Mike Judge, who predicted Cena’s eventual rise to power in his prophetic 2006 feature film “Idiocracy”, said, “I knew it would end like this. I told you so. Though I must admit that never in my wildest hallucinations did I ever envision Donald Trump’s role in it.”

Trump himself is taking the day off. Far from storming the stumps of The Buckeye State, he has taken his pregnant daughter Ivanka and her two ambulatory children for a weekend in Las Vegas.

“Sometimes, you just gotta get away and do something for the kids,” he said sipping a Pina beside the floating craps table in the Olympic-sized pool at the “Shah’s Cabana” resort, just off the Strip.

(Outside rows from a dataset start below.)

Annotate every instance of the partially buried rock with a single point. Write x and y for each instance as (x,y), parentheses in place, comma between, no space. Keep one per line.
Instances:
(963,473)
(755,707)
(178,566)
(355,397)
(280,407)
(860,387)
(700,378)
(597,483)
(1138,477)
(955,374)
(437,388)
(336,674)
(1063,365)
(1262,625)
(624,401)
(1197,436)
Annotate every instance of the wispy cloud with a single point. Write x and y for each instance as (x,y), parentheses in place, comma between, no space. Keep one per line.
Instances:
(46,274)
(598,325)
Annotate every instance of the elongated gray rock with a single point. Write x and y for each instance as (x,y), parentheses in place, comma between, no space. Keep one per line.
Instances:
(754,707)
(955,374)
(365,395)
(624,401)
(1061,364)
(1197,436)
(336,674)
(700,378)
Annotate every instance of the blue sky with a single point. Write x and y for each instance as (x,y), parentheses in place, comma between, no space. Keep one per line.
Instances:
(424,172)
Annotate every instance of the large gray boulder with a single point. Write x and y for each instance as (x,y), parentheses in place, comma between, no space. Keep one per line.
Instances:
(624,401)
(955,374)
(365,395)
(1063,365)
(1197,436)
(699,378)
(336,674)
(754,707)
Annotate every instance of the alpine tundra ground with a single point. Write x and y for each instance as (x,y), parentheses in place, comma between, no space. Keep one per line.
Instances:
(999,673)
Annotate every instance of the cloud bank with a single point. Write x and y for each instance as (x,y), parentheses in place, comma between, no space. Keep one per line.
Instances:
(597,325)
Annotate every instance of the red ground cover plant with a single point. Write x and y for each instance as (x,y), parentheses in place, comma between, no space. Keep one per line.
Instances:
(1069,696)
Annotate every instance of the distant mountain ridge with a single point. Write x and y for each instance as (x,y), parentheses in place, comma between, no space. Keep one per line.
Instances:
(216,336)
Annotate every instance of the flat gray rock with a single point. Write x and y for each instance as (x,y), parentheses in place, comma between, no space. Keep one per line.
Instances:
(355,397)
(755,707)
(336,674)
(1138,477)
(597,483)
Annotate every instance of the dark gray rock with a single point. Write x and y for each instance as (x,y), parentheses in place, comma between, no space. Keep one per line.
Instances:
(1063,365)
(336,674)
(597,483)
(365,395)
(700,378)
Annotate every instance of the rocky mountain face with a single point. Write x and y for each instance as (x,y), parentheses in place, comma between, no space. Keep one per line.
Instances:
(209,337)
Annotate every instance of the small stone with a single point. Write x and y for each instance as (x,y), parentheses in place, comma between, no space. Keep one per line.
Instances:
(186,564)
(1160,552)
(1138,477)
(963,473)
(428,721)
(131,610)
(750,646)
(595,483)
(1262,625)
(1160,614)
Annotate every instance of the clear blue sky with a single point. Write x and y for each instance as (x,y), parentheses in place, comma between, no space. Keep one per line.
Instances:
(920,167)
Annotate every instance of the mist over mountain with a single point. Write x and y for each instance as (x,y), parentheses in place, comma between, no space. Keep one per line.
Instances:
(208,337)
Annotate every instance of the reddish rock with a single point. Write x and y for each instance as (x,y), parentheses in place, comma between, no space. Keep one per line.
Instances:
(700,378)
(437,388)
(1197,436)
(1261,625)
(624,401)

About Cena’s write-in candidacy, Trump said, “Bothers me? Sure, it bothers me. Like a boil on my ass, it bothers me. It wouldn’t bother me so much if my personal astrologer hadn’t confirmed that I ‘would have to watch out for an ex-WWE World Champion Wrestler who would come out of nowhere and pound the shit out of’ me. She never said, she won’t say whether she means politically, pound the shit or physically pound thhe shit outta me. People keep calling the suite, saying ‘A wrestler is coming.’ Yeah, it bothers me! I hope my private army is in place before he lands here and proceeds to pound.”